Selanjutnya, ada PT Bank Hibank Indonesia adalah anak usaha dari PT Bank Negara Indonesia (Persero) Tbk (BNl) yang bergerak di bidang perbankan digital.
Direktur Utama BNI, Royke Tumilaar mengatakan, saat ini kebutuhan dari nasabah sudah beralih ke digital. Sehingga layanan secara digital sudah menjadi keharusan untuk bank mengakuisisi nasabah yang berkualitas.
“Digital terbukti memudahkan transaksi nasabah, bisa dilihat dari saldo tabungan per nasabah yang sudah menggunakan channel digital mencapai 160 persen lebih tinggi dibandingkan nasabah yang tidak menggunakan channel digital, serta frekuensi transaksi yang lebih tinggi. Hal ini tentunya mendorong kinerja bisnis bank,” kata Royke.
Royke mengakui bahwa adanya keuntungan bisnis ketika perusahaan menghadirkan layanan digital.

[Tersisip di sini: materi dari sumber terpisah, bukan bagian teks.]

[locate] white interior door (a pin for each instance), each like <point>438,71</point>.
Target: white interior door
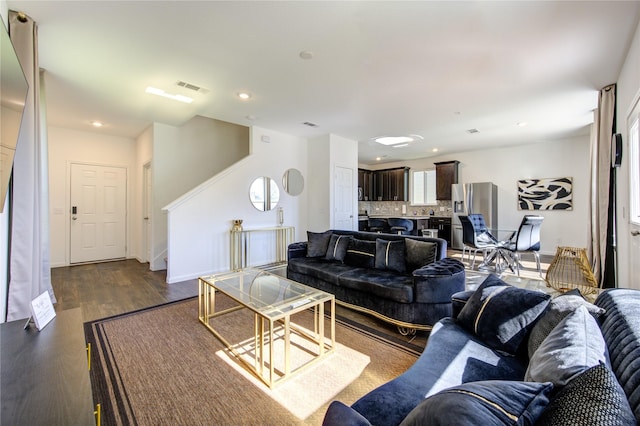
<point>146,220</point>
<point>98,213</point>
<point>343,198</point>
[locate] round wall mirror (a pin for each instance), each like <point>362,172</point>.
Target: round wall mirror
<point>293,182</point>
<point>264,193</point>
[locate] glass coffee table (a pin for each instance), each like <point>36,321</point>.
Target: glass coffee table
<point>273,300</point>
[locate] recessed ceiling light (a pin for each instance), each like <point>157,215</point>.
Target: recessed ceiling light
<point>160,92</point>
<point>306,55</point>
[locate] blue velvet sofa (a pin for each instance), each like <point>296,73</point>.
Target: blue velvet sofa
<point>405,280</point>
<point>551,374</point>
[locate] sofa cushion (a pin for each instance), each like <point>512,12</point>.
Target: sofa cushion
<point>390,255</point>
<point>361,253</point>
<point>494,402</point>
<point>501,315</point>
<point>337,247</point>
<point>559,307</point>
<point>419,253</point>
<point>319,268</point>
<point>374,282</point>
<point>317,243</point>
<point>575,345</point>
<point>595,395</point>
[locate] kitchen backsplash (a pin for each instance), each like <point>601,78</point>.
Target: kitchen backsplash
<point>394,208</point>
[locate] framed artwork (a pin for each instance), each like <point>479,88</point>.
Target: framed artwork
<point>545,194</point>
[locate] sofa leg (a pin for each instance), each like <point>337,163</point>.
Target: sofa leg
<point>406,331</point>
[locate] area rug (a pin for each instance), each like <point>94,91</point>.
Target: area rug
<point>160,366</point>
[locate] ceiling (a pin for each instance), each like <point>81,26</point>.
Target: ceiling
<point>433,69</point>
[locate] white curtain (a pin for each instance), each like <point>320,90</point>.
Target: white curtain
<point>29,264</point>
<point>601,133</point>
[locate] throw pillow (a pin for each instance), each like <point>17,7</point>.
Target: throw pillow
<point>501,315</point>
<point>491,402</point>
<point>559,307</point>
<point>419,253</point>
<point>595,395</point>
<point>390,255</point>
<point>575,345</point>
<point>361,253</point>
<point>317,243</point>
<point>337,248</point>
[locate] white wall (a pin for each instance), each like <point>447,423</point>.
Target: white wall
<point>628,91</point>
<point>184,157</point>
<point>199,222</point>
<point>505,166</point>
<point>73,146</point>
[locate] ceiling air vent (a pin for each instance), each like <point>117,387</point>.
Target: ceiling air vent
<point>192,87</point>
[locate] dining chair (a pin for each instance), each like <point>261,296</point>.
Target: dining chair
<point>527,240</point>
<point>400,226</point>
<point>476,236</point>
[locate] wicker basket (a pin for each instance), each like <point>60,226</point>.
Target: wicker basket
<point>570,269</point>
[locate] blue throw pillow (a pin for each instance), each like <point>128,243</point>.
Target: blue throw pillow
<point>361,253</point>
<point>501,315</point>
<point>573,346</point>
<point>595,395</point>
<point>390,255</point>
<point>491,402</point>
<point>317,243</point>
<point>337,248</point>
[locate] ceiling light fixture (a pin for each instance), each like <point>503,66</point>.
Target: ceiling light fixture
<point>397,141</point>
<point>160,92</point>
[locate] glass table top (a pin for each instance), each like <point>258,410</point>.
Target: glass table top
<point>268,294</point>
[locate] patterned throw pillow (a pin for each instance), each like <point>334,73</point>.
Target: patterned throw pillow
<point>594,397</point>
<point>559,307</point>
<point>419,253</point>
<point>317,243</point>
<point>575,345</point>
<point>390,255</point>
<point>491,402</point>
<point>337,248</point>
<point>361,253</point>
<point>501,315</point>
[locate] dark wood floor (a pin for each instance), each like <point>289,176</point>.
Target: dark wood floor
<point>104,289</point>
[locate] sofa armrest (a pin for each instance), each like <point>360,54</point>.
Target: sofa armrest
<point>343,415</point>
<point>295,250</point>
<point>438,281</point>
<point>458,300</point>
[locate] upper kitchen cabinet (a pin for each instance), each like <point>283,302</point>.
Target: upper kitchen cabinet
<point>365,185</point>
<point>391,184</point>
<point>446,175</point>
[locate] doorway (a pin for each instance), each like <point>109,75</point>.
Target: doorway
<point>98,213</point>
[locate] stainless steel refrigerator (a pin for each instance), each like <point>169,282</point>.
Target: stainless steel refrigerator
<point>471,198</point>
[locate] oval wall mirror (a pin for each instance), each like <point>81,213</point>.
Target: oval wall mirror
<point>293,182</point>
<point>264,193</point>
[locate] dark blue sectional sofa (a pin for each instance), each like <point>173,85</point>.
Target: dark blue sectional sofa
<point>468,376</point>
<point>407,283</point>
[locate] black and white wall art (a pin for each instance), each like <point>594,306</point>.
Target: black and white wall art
<point>545,194</point>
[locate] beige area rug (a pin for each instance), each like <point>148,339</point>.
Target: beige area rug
<point>161,366</point>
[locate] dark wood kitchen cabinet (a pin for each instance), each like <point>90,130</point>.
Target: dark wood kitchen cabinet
<point>446,175</point>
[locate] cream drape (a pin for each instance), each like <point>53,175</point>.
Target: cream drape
<point>29,262</point>
<point>601,133</point>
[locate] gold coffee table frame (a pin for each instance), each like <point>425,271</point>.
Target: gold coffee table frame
<point>273,299</point>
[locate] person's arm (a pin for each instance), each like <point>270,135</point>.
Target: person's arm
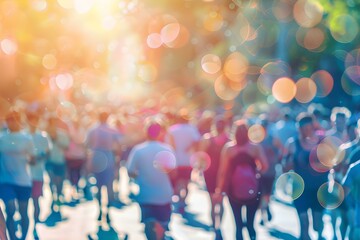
<point>223,169</point>
<point>131,165</point>
<point>2,227</point>
<point>261,157</point>
<point>288,156</point>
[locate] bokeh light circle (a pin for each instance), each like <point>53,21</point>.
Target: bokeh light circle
<point>330,195</point>
<point>324,82</point>
<point>328,151</point>
<point>315,162</point>
<point>200,161</point>
<point>165,161</point>
<point>211,63</point>
<point>352,58</point>
<point>49,61</point>
<point>235,67</point>
<point>305,90</point>
<point>213,21</point>
<point>64,81</point>
<point>154,40</point>
<point>223,89</point>
<point>284,90</point>
<point>289,184</point>
<point>66,110</point>
<point>344,28</point>
<point>308,13</point>
<point>256,133</point>
<point>269,73</point>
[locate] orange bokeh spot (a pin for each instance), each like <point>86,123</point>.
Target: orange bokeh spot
<point>305,90</point>
<point>324,82</point>
<point>284,90</point>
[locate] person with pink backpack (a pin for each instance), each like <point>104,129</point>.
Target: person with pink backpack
<point>238,177</point>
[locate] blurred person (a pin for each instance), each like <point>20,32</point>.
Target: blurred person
<point>273,150</point>
<point>42,145</point>
<point>102,142</point>
<point>75,156</point>
<point>212,143</point>
<point>146,166</point>
<point>285,128</point>
<point>298,158</point>
<point>339,118</point>
<point>17,152</point>
<point>3,235</point>
<point>237,153</point>
<point>56,164</point>
<point>184,138</point>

Menurutnya, nasabah yang bertransaksi di channel digital memiliki saldo tabungan lebih tinggi. Hal ini dapat membantu bank untuk menekan cost of fund atau biaya dana.
“Sehingga engagement Nasabah dengan bank karena mereka nyaman bertransaksi bukan karena special rate yang tidak sustain,” ujar Royke.
“Kami melihat ruang untuk memenuhi kebutuhan Nasabah masih cukup banyak, kemudahan dan kenyamanan bertransaksi sudah menjadi hygiene factor, sehingga added value yang saat ini dicari yaitu pengelolaan keuangan dan personalisasi yang dapat diberikan kepada nasabah,” katanya.